Lawmakers passed the voter ID requirement in 2013 along with a broader package of election changes. As initially passed, the law contained only a handful of reasons, such as a religious objection, that someone would be able to vote if he or she did not show a photo ID.
The legislation also mapped out ways in which voters who could not afford a photo ID could get a free one from the state.
But similar laws faced challenges in other states, and in June, the North Carolina House and Senate pushed through an amendment to the voter ID requirement. It gives voters the option to sign an affidavit that says they have a "reasonable impediment" to getting a voter ID, such as not being able to track down a birth certificate or being unable to take off time to go to the Division of Motor Vehicles.
Peters argued that new loophole essentially gave everyone a way to vote.

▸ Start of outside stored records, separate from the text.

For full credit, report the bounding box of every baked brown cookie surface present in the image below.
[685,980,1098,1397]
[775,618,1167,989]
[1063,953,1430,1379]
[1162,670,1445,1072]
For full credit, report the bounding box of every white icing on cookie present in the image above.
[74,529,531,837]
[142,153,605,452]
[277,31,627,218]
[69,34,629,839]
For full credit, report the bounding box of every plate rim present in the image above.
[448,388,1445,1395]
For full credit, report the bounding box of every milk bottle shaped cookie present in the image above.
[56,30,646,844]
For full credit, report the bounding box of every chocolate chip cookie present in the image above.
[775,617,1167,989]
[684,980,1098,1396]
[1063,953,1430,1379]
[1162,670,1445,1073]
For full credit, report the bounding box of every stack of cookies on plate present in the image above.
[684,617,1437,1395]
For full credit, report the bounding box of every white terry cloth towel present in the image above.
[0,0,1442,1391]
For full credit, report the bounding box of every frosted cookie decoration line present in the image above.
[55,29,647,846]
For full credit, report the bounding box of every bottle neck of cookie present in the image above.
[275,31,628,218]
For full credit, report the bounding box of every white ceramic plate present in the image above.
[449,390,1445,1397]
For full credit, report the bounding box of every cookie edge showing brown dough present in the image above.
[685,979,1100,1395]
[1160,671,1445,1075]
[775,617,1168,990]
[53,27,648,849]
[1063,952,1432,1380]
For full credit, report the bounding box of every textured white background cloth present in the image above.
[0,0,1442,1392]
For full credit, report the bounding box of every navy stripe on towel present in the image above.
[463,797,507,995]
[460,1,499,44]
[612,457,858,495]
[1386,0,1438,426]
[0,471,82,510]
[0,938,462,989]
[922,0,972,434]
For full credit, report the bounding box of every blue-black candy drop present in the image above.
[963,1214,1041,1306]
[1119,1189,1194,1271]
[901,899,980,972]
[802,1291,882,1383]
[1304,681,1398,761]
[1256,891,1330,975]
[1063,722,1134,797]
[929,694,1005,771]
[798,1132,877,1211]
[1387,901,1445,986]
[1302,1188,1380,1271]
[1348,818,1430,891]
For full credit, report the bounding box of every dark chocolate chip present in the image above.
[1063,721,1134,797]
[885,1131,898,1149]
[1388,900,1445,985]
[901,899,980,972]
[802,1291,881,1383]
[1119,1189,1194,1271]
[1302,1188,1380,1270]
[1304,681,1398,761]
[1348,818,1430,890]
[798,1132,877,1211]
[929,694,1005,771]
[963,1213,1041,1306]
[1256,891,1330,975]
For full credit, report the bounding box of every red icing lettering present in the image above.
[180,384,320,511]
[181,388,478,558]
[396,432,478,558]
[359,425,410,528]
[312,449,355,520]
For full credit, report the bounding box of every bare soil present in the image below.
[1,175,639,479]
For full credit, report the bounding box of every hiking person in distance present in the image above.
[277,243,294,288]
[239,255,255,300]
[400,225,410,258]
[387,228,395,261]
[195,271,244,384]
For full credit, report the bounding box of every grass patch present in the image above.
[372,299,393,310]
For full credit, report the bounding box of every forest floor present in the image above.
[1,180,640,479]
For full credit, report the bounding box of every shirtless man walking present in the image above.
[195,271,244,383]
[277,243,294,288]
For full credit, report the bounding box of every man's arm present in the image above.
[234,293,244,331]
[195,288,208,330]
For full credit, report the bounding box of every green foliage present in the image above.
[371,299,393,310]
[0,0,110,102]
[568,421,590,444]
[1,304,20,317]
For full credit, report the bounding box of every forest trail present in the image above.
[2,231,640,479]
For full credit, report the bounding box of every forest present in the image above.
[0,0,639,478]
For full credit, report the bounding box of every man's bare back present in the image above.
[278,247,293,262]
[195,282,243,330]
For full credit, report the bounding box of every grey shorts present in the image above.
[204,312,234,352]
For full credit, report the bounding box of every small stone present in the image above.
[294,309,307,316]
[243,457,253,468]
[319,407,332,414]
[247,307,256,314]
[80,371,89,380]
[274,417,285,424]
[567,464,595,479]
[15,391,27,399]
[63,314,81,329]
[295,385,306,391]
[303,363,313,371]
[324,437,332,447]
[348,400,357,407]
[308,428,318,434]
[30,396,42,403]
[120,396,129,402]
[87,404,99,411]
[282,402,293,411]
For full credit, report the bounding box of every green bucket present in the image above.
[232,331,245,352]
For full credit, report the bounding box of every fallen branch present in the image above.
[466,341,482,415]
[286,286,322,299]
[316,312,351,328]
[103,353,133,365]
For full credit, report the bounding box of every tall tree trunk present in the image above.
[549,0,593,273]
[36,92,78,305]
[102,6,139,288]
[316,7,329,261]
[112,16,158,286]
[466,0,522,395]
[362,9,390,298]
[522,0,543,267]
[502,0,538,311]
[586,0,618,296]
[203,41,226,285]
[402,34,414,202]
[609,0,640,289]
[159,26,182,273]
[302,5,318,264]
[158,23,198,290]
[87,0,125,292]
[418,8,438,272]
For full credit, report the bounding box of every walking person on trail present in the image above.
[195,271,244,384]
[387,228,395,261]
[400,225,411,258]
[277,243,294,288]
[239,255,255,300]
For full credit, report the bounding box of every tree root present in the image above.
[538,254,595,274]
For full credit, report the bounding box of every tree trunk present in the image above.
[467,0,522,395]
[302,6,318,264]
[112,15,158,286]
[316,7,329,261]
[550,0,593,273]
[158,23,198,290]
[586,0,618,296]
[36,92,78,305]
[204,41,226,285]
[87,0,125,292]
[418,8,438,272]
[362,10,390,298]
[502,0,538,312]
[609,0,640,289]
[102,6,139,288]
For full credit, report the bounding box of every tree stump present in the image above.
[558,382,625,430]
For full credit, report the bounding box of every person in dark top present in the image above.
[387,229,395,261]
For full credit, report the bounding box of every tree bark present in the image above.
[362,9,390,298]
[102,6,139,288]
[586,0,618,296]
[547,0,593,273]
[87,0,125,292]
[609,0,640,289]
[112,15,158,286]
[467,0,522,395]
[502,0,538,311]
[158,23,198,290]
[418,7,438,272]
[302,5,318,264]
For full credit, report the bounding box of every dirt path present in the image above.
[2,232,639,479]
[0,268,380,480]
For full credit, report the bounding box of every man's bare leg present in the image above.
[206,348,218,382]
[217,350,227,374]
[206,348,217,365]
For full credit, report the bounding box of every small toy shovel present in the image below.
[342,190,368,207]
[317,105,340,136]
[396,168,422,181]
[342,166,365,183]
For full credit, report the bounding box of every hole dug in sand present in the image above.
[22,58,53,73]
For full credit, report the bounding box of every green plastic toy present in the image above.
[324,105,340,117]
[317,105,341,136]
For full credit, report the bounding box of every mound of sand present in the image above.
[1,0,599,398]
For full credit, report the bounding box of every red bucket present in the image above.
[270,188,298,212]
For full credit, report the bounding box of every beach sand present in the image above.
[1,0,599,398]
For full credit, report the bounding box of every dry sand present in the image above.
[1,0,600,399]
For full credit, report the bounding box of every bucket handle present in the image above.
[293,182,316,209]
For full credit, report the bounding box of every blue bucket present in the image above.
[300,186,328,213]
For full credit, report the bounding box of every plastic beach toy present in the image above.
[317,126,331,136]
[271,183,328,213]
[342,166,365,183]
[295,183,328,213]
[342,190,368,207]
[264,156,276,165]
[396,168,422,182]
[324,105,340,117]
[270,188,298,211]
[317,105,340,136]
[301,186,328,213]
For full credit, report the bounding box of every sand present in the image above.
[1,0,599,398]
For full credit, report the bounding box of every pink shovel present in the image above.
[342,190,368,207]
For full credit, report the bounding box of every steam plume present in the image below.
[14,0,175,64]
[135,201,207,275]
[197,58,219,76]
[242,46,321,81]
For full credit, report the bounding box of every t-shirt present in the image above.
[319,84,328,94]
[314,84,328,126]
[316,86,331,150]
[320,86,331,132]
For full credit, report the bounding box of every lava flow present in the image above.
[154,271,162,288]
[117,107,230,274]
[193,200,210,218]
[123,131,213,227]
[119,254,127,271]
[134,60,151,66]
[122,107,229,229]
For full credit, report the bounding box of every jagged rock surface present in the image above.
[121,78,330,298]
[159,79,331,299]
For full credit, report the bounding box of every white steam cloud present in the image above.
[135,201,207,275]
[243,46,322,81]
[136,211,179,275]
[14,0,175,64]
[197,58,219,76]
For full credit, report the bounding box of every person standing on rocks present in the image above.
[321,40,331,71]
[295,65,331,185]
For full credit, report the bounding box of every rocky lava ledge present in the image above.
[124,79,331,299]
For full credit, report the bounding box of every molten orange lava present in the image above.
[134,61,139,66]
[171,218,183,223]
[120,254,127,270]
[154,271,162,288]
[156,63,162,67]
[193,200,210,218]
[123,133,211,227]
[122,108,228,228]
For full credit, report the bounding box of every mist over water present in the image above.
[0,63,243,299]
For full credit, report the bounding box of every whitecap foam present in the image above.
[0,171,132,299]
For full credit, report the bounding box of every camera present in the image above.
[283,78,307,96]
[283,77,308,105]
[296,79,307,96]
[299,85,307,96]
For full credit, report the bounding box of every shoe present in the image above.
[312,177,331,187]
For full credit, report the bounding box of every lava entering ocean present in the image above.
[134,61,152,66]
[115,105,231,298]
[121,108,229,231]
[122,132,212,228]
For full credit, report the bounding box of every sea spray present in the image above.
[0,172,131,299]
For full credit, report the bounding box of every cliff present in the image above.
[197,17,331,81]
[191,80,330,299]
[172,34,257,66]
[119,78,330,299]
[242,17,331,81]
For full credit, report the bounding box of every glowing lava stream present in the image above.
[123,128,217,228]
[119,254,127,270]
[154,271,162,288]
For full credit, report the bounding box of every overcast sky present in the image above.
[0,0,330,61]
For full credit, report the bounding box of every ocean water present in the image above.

But Earls pointed out that those signing such an affidavit would be voting provisional ballots, which would be counted only if the local board of elections found the "reasonable impediment" listed by the voter to be valid. She also pointed to months of education and outreach by the State Board of Elections that did not mention the "reasonable impediment" exception. For example, more than 3 million voters have participated in elections, she said, during which they were informed about the voter ID requirement but not the ability to opt out due to a reasonable impediment.
That material is now online the State Board of Elections' website.
Morgan asked Earls if she wasn't relying on "speculation beyond this court's control" and if there wasn't enough time to get the word out about the new loophole.
Earls insisted the case should continue, pointing to statements by voter ID hard-liners, including Rep. Michael Speciale, R-Craven, who say they would like to repeal the reasonable impediment language.
Morgan said that it would likely take him weeks before ruling in the case.